Perte de puissance de plusieurs centaines de tours en montée initiale piste 36 sans descendre en dessous de 2200 tours puis remontant à 2300 environ. Bonne communication radio entre l’avion remorqueur et le planeur G103 avec reprise des commandes par l’instructeur (le pilote remorqueur informant du problème et de sa décision de maintenir la montée en avec un angle plus faible et de l’éventuelle demande de largage au planeur si le problème s’aggravait). Le pilote remorqueur décide de maintenir donc la trajectoire en légère montée le régime moteur se maintenant pour pouvoir avoir accès à une zone posable éventuelle plus appropriée pour lui-même et le planeur (zone urbanisée en début de montée initiale…).Ensuite Largage du planeur à la hauteur suffisante pour un contre-QFU en 18. Posé du planeur sans problème.

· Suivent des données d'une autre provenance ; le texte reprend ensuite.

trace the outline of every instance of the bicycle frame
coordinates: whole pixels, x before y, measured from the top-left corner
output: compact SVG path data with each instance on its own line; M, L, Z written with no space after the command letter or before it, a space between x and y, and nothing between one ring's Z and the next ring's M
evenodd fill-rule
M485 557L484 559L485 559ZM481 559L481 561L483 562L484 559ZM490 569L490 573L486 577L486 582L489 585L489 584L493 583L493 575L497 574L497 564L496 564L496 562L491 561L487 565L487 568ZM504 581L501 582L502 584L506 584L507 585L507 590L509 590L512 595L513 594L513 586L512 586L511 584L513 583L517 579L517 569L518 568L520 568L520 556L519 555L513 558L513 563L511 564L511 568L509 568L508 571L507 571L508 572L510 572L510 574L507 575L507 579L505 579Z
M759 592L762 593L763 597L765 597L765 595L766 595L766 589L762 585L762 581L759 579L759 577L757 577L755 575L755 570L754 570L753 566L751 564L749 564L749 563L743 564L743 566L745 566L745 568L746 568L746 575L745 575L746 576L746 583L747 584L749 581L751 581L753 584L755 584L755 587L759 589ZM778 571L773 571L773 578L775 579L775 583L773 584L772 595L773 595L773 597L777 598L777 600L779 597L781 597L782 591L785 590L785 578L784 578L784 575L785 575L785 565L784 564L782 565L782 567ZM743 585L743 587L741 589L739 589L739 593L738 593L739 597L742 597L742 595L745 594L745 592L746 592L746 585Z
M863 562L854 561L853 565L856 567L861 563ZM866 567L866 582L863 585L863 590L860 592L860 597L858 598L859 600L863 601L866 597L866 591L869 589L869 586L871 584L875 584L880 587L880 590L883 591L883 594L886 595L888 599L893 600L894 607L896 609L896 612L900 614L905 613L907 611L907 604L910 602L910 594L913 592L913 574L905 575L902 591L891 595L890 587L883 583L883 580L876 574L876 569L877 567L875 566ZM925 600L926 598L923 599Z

Des témoins au sol constatent la diminution du taux de montée et entendent plusieurs “pétarades” du moteur. Le remorqueur continue à monter légèrement puis amorce un virage pour effectuer lui-même un contre-QFU en passant au dessus d’une zone posable. Posé sans problème en 18 le planeur ayant libéré la piste.
Enseignement
Toutes les procédures en vigueur au club ont été respectées, néanmoins un point a mérité une réflexion et une communication a été faite à ce propos (voir plus loin *)… Les menaces du jour avaient été citées au briefing matinal ainsi que lors du briefing TEM avant décollage entre le pilote planeur et le stagiaire. Les communications entre l’instructeur et le pilote remorqueur ont été claires et sans équivoque.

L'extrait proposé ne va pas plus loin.